- Developer: Studio Liverpool
- Publisher: Sony Computer Entertainment
- Series: Formula One
- Platform: PlayStation 2
- Release: EU: 11 July 2003;
- Genre: Racing
- Modes: Single-player, multiplayer

= Formula One 2003 (video game) =

2003 video game

Formula One 2003 is a 2003 racing video game developed by Studio Liverpool and published by Sony Computer Entertainment for the PlayStation 2. It is a sequel to the 2002 video game Formula One 2002 and was based on the 2003 Formula One World Championship.

==Gameplay==
The game features all ten teams and twenty drivers competing in the 2003 Formula One World Championship (except for mid-season changes), as well as the sixteen circuits and Grands Prix that formed the championship calendar. The game also includes the new one-shot qualifying rules and points system introduced for the 2003 Formula One World Championship, as well as the alterations to the Hungaroring and Suzuka circuits. Magny-Cours still uses its original layout.
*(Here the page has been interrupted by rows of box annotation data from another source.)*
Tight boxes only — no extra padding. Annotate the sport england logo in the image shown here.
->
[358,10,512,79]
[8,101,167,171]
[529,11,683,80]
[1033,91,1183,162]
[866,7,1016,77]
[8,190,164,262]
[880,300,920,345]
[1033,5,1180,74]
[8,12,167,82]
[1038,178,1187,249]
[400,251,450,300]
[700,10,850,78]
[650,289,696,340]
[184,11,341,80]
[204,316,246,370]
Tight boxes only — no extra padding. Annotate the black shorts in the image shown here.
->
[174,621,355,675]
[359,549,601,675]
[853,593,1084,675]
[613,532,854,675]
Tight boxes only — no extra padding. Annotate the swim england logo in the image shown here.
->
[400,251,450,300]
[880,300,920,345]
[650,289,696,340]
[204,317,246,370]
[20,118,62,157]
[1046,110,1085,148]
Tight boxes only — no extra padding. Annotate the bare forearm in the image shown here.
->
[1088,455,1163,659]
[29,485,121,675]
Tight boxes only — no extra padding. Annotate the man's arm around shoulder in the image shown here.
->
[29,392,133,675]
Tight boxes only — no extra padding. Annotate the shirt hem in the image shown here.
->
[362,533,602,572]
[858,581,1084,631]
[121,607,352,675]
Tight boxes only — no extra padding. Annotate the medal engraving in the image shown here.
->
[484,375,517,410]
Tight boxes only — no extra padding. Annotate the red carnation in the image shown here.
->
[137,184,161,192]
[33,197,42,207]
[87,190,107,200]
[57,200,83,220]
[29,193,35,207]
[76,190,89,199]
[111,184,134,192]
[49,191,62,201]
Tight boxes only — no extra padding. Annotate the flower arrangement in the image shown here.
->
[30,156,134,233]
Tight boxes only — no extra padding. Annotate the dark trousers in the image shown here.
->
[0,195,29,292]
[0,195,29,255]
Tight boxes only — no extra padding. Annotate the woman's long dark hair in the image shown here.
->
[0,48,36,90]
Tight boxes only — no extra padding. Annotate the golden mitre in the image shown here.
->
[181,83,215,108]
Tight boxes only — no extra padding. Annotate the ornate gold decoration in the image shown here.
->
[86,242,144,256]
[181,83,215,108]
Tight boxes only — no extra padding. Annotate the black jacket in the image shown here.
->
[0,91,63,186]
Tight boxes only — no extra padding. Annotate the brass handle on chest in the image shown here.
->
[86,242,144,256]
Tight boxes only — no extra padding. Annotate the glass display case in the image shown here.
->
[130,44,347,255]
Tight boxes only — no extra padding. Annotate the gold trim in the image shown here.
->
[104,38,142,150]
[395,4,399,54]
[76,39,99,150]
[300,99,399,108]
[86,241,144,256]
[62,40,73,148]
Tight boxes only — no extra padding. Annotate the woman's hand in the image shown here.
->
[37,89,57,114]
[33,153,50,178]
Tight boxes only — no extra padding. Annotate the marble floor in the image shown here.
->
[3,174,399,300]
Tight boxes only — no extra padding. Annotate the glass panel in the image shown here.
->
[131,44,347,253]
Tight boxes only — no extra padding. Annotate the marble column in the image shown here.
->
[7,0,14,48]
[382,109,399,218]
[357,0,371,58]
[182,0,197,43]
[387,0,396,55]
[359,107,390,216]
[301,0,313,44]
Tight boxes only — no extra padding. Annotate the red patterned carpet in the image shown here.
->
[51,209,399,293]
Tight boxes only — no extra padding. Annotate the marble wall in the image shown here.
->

There are eleven game modes available for single and multiplayer, including single-player arcade and simulation single race, time trial and championship modes, multiplayer for up to 4 players and a non-interactive spectator option. Online connectivity is not supported.

The game features all the drivers and tracks from the 2003 Formula One World Championship, but does not represent the replacement drivers that featured in the real 2003 Formula One World Championship, therefore Nicolas Kiesa, Zsolt Baumgartner, Marc Gené and Takuma Sato are not featured.

==Development==
Formula One 2003 was announced in a press release from Sony Computer Entertainment in June 2003 with a July release date. The game was the first in the Formula One series to have an exclusive license from the Formula One Administration (FOA), which is responsible for the commercial rights and promotion of the Formula One world championship. The exclusive license granted Sony Computer Entertainment the sole rights to the Formula One series for four years.

The game was officially launched in London ahead of the 2003 British Grand Prix with model Jodie Marsh acting as the face of the game.

==Covers==
Similar to the FIFA series, Formula One 2003 has different cover art depending on the region. David Coulthard's McLaren MP4-17D is used on the European/Global release. Fernando Alonso's Renault R23B was used on the Spanish release. Michael Schumacher's Ferrari F2003-GA is moved from the second car to the leading car for the Italian release. Heinz-Harald Frentzen's Sauber C22 is featured on the Swiss and Dutch releases. Mark Webber's Jaguar R4 is used on the Australian edition.

==Reception==
Formula One 2003 gained mixed to positive reviews upon release, holding an aggregate score of 67.20% on GameRankings.

Kristan Reed of Eurogamer praised the controls and the graphics, stating that "every track is packed with detail, down to the individual trackside adverts, yet there is never any hint of pop up or the kind of draw distance issues that have blighted just about every F1 game ever made". He did however have reservations about the game's car damage and crash physics. He gave the game 8 out of 10. Brodie Gibbons of Futuregamez also praised the graphics but criticised the sound and replay value, scoring the game 77%. Writing in The Guardian, Jack Schofield noted that the game did not offer a large improvement over its predecessor outside the rule changes, but concluded that it "offers more than enough to keep casual gamers happy".